Opening and closing are natural; they alternate as appropriate to the situation. This is the same as Tai Ji Quan. The ancient were not able to demonstrate this to others or write it in books. This is the way it is. If the student is able to alternate opening and closing as well as stillness and movement, and comes to a deep understanding of their source, the commen root of every posture will be clear and one will obtain their mysterious uses(1. The central feature of the postures is the combination of an empty circle which has form and a formless circle which is full. These two circles represent the principle of the “empty” and “substantial.” Within the postures there is an apparent emptiness, but the posture is not really empty; it appears to be substantial, but there is in reality emptiness(2. This qi flows to all places without obstruction. It is rounded and lively without angles. It is without excesses or deficiencies. When manifest, the Six Harmonies are complete(3. When returning, it is hidden as a treasure within. Its changes are without limit. Its uses are inexhaustible. Herein lies the real teachings. It is the sum of Tai Ji Quan.
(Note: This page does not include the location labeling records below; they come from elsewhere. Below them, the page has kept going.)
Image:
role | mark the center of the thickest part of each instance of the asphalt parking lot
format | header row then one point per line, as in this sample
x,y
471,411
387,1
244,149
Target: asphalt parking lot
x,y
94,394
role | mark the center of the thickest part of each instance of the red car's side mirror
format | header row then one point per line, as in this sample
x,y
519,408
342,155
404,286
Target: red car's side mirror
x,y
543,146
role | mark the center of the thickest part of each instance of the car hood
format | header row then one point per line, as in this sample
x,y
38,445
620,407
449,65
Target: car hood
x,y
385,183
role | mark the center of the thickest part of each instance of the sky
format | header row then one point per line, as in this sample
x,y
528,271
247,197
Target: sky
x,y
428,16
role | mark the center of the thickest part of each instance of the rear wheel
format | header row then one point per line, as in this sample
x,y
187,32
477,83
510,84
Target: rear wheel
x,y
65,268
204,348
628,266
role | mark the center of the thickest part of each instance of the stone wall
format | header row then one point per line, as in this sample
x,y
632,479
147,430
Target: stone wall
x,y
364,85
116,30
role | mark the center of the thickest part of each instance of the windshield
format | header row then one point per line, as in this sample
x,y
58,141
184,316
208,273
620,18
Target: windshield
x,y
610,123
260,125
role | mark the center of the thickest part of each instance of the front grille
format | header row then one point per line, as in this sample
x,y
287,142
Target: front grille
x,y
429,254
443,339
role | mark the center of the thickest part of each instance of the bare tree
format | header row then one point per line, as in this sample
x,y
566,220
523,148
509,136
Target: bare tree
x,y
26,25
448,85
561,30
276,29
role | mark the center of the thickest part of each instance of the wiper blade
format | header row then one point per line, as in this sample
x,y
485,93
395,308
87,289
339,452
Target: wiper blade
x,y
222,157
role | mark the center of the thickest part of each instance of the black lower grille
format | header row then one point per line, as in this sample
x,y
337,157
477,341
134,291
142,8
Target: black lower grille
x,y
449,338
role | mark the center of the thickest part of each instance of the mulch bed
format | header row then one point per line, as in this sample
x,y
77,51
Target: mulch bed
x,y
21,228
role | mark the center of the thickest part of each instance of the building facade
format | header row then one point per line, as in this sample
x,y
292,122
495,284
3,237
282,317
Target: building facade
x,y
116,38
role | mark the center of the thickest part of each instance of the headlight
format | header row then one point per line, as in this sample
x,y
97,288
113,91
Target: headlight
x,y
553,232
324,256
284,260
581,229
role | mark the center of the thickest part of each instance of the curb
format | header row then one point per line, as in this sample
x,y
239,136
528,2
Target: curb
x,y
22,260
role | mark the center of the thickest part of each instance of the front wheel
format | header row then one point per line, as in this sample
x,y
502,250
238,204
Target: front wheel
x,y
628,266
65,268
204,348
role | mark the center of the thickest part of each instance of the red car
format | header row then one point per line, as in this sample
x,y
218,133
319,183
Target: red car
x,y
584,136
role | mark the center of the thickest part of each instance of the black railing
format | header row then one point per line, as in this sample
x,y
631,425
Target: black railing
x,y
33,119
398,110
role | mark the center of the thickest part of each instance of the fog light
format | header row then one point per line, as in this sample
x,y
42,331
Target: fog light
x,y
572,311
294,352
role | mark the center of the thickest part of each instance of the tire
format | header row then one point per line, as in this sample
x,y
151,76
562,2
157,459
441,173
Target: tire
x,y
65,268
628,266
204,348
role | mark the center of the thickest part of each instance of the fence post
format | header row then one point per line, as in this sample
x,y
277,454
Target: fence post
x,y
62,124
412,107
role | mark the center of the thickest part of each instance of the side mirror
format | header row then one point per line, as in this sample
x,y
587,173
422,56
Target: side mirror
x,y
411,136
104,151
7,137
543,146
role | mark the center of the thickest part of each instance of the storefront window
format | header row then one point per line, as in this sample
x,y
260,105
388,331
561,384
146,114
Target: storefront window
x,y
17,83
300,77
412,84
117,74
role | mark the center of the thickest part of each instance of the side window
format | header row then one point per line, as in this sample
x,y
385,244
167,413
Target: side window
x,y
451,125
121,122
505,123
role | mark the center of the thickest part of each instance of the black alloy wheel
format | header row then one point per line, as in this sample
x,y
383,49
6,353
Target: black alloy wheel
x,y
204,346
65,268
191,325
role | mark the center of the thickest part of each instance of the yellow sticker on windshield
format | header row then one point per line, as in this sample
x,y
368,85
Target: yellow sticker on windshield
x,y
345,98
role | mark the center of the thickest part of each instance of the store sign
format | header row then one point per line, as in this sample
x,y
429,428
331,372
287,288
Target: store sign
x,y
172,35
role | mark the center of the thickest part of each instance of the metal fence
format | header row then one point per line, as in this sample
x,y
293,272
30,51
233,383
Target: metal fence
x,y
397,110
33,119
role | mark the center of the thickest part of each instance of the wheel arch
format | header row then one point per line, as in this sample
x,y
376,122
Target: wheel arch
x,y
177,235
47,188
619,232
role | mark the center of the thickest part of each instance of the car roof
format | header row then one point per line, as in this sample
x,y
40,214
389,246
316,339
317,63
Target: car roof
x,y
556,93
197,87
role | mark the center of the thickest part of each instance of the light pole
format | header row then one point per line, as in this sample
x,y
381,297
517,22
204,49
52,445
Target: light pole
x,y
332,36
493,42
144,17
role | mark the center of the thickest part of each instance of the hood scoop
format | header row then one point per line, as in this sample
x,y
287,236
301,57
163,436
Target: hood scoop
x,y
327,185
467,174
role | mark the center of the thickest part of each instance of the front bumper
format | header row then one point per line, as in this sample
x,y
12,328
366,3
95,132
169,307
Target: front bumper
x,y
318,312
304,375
1) There is a famous saying that “The Tai Ji never departs from Yin and Yang; Tai Ji Quan never departs from opening and closing.”
2) In Tai Ji Quan, each part of the body has a balance of the “substantial” and the “insubstantial”. In general, the leg that supports most of the weight and the parts of the body that are applying relatively more force are substantial. The leg that bears less weight and the more passive parts of the body are insubstantial. Every move in Tai Ji Quan seeks to maintain the balance between the two states at all times and in equal proportions.
3) As described above, the Six Harmonies are divided into the Three Internal Harmonies (heart harmonizing with intent, intent harmonizing with qi, qi harmonizing with force) and the Three External Harmonies (shoulders coordinate with hips, elbows coordinate with knees, and hands coordinate with feet).